The AI analysis of extensive health care datasets holds profound potential for patient care improvement. The AI revolution is a permanent fixture, demanding enhanced AI literacy from the orthopaedic community. Furthermore, the process of optimizing ML demands enhanced data management and collaboration, aimed at improving algorithmic performance and facilitating the enhancement of external validation. 

 

References

  1. Pruneski, J.A., Williams, R.J., Nwachukwu, B.U. et al. “The Development and Deployment of Machine Learning Models.” Knee Surgery, Sports Traumatology, Arthroscopy. 2022;30:3917–3923.

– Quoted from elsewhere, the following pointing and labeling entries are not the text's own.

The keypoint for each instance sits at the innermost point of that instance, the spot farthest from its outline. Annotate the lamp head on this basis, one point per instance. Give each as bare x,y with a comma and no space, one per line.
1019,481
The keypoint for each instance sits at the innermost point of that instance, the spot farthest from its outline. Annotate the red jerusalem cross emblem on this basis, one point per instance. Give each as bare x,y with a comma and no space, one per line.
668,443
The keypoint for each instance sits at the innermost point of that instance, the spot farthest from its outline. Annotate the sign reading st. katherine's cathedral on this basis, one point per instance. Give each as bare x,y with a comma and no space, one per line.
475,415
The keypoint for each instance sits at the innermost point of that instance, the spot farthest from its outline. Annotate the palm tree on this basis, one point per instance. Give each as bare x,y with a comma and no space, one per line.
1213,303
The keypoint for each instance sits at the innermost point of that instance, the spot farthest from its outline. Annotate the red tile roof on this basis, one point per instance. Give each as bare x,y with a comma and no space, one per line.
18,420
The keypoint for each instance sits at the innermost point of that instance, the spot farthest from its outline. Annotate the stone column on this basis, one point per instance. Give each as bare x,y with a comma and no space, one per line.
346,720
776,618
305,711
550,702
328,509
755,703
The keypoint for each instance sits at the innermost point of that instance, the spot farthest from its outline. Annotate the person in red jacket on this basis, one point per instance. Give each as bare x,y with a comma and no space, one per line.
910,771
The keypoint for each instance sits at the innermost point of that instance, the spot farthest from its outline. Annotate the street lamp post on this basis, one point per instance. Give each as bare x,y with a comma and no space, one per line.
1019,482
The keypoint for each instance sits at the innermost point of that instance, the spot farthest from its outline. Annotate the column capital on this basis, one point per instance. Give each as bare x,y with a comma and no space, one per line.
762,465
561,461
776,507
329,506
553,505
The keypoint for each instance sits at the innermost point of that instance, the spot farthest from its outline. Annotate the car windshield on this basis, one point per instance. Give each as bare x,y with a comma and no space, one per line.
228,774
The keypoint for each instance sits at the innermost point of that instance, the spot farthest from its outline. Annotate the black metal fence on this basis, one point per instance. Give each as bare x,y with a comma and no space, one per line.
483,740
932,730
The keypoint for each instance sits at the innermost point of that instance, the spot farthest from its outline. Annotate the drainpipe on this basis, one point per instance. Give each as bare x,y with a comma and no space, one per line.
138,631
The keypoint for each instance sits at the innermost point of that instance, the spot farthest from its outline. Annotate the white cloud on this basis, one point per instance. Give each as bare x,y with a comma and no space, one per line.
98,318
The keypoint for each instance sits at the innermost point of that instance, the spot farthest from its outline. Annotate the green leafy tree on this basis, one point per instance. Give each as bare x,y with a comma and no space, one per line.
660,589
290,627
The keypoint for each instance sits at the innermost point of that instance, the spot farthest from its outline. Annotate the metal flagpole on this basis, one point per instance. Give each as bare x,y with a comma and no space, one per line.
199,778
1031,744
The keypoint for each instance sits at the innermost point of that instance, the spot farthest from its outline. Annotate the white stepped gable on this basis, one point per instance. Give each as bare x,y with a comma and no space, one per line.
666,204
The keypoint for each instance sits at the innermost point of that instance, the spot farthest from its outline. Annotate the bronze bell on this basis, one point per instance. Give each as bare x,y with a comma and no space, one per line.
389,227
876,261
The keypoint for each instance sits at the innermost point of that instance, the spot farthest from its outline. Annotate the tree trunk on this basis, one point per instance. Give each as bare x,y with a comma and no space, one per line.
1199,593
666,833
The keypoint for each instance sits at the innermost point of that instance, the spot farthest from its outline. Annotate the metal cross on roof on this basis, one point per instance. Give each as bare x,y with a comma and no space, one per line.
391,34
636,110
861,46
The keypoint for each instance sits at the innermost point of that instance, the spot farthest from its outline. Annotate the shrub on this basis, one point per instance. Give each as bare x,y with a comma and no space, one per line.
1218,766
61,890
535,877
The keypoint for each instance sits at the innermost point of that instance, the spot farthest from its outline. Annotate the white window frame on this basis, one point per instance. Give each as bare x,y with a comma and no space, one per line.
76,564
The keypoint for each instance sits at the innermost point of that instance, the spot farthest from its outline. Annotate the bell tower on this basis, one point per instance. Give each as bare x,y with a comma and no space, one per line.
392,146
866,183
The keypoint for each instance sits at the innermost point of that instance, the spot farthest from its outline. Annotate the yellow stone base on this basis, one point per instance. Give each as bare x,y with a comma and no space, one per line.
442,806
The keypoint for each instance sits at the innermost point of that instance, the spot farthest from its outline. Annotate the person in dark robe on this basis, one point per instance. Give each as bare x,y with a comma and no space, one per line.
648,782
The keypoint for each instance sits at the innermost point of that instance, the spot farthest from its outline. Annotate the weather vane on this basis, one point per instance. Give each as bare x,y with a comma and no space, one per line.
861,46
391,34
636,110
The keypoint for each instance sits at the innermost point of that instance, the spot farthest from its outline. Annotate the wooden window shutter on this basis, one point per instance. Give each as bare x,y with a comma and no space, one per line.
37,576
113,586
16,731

  2. Cote, M.P., Lubowitz, J.H., Brand, J.C., Rossi, M.J. “Artificial Intelligence, Machine Learning and Medicine: A Little Background Goes a Long Way Toward Understanding.” Arthroscopy. 2021;37(6):1699-1702.

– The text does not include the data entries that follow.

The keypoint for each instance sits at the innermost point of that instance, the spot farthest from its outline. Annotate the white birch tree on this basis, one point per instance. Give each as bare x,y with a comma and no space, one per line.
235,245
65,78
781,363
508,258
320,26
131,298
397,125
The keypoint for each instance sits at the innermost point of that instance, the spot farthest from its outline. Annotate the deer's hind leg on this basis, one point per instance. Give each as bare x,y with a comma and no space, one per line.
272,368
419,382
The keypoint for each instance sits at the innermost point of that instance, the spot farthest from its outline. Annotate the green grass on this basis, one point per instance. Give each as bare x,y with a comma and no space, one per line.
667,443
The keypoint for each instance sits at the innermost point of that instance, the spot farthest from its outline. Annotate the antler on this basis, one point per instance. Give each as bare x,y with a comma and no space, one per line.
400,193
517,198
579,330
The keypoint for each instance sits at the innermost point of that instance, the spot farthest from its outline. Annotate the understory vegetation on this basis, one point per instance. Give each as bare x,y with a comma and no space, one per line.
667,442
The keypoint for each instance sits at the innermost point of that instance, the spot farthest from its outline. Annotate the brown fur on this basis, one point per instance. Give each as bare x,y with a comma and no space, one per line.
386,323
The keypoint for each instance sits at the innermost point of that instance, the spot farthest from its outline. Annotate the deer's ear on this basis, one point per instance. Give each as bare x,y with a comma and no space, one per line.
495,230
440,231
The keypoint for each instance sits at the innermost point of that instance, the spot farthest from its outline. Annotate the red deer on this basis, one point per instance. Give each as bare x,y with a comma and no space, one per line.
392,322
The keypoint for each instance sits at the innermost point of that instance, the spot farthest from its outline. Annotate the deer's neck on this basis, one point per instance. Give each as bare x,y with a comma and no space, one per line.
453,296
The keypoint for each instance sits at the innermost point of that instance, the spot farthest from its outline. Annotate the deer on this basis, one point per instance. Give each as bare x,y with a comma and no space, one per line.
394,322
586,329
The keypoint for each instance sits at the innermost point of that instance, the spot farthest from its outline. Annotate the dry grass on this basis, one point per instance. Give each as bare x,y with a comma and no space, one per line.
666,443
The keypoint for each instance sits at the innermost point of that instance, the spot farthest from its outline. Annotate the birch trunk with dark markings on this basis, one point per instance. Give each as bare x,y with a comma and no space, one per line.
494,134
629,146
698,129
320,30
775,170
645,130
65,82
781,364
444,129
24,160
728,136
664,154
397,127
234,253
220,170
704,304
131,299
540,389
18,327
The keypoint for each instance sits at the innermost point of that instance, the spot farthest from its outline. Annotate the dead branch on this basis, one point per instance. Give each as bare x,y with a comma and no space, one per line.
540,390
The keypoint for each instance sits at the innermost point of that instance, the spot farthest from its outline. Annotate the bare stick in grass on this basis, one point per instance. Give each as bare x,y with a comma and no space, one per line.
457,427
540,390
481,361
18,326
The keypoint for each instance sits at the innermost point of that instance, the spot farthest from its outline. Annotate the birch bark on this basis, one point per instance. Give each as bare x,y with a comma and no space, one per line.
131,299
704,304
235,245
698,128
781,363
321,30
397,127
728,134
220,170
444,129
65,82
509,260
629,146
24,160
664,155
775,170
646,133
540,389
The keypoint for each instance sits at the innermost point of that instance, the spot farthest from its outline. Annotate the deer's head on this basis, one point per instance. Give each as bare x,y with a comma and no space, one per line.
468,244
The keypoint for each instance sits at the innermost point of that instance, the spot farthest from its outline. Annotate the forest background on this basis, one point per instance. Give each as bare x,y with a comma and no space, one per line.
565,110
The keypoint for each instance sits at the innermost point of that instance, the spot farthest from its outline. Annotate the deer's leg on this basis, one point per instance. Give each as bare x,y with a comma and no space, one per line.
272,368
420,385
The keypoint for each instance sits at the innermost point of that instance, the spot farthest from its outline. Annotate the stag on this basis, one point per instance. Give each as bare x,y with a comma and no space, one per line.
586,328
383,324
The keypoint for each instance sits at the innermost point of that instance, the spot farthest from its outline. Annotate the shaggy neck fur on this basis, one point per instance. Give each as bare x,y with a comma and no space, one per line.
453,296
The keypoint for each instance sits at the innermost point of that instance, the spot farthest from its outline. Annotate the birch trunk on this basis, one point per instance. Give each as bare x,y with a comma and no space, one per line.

  3. Ramkumar, P.M., Pang, M., Polisetty, T., Helm, J.M., Karnuta, J.M. “Meaningless Applications and Misguided Methodologies in Artificial Intelligence-Related Orthopaedic Research Propagates Hype Over Hope.” Arthroscopy. 2022;38(9):2761-2766.

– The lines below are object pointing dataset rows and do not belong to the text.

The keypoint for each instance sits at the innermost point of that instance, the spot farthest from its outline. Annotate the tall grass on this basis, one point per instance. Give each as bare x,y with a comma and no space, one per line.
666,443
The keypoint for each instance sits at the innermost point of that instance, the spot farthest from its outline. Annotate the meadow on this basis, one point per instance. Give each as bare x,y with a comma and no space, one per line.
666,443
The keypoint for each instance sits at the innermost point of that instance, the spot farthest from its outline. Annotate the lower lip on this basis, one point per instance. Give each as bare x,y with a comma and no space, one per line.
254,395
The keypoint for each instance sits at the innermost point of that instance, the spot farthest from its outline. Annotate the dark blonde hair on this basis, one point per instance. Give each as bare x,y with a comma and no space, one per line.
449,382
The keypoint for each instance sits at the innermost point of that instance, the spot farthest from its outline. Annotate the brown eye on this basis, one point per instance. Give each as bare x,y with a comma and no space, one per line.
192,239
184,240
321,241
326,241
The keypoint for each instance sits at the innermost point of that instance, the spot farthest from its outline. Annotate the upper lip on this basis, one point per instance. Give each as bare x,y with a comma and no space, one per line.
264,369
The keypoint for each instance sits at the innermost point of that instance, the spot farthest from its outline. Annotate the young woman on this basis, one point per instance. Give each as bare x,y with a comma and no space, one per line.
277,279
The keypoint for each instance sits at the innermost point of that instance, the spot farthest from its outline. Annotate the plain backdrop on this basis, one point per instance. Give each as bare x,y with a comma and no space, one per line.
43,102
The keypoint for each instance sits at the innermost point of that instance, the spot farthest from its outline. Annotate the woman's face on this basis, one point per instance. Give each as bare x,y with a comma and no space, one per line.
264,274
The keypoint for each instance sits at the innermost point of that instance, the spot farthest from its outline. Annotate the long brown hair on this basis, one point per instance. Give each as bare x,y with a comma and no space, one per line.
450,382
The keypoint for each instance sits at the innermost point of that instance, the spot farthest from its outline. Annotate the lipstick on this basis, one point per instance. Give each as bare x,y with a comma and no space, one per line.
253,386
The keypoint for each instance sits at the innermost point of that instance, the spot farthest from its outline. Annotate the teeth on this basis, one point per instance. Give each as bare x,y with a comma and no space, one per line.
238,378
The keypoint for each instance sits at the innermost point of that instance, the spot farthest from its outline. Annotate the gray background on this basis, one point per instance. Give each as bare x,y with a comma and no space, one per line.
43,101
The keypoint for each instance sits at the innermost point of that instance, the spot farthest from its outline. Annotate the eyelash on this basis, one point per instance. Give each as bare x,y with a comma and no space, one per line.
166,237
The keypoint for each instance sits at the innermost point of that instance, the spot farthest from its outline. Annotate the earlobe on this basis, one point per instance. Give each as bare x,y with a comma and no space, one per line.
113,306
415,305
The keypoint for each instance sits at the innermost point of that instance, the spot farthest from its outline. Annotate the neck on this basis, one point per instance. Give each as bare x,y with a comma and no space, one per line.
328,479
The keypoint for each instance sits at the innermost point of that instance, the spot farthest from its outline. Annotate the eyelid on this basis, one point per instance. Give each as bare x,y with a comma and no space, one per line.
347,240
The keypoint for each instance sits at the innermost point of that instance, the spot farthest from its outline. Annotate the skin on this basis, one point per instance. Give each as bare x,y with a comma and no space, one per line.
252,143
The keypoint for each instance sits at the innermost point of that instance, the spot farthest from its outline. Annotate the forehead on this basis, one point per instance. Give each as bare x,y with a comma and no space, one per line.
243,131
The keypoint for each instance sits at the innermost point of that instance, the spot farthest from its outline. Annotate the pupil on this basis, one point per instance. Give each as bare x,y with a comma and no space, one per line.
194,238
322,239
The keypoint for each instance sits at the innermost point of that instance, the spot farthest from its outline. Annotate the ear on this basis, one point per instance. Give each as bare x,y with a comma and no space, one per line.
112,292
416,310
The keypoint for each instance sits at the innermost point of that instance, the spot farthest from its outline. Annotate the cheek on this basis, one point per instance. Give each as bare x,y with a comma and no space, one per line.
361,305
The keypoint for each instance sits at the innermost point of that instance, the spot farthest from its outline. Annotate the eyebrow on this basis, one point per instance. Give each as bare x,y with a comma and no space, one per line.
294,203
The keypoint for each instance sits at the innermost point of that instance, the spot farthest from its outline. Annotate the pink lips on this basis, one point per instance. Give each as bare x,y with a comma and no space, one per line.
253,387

  4. Martin, R.K., Wastvedt, S., Pareek, A., Persson, A., Visnes, H., Fenstad, A.M., Moatshe, G., Wolfson, J., Lind, M., Engebretsen, L. “Machine Learning Algorithm to Predict Anterior Cruciate Ligament Revision Demonstrates External Validity.” [Published online January 1, 2022]. Knee Surgery, Sports Traumatology, Arthroscopy. 2022;30(2):368-375.
  5. Martin, R.K., Wastvedt, S., Pareek, A., Persson, A., Visnes, H., Fenstad, A.M., Moatshe, G., Wolfson, J., Engebretsen, L. “Predicting Subjective Failure of ACL Reconstruction: A Machine Learning Analysis of the Norwegian Knee Ligament Register and Patient-Reported Outcomes.” [Published online January 11, 2022]. The Journal of ISAKOS. 2022;7(3):1-9.
  6. Martin, R.K., Wastvedt, S., Pareek, A., Persson, A., Visnes, H., Fenstad, A.M., Moatshe, G., Wolfson, J., Engebretsen, L. “Predicting Anterior Cruciate Ligament Reconstruction Revision: A Machine Learning Analysis Utilizing the Norwegian Knee Ligament Register.” The Journal of Bone and Joint Surgery – American Volume. 2022;104(2):145-153.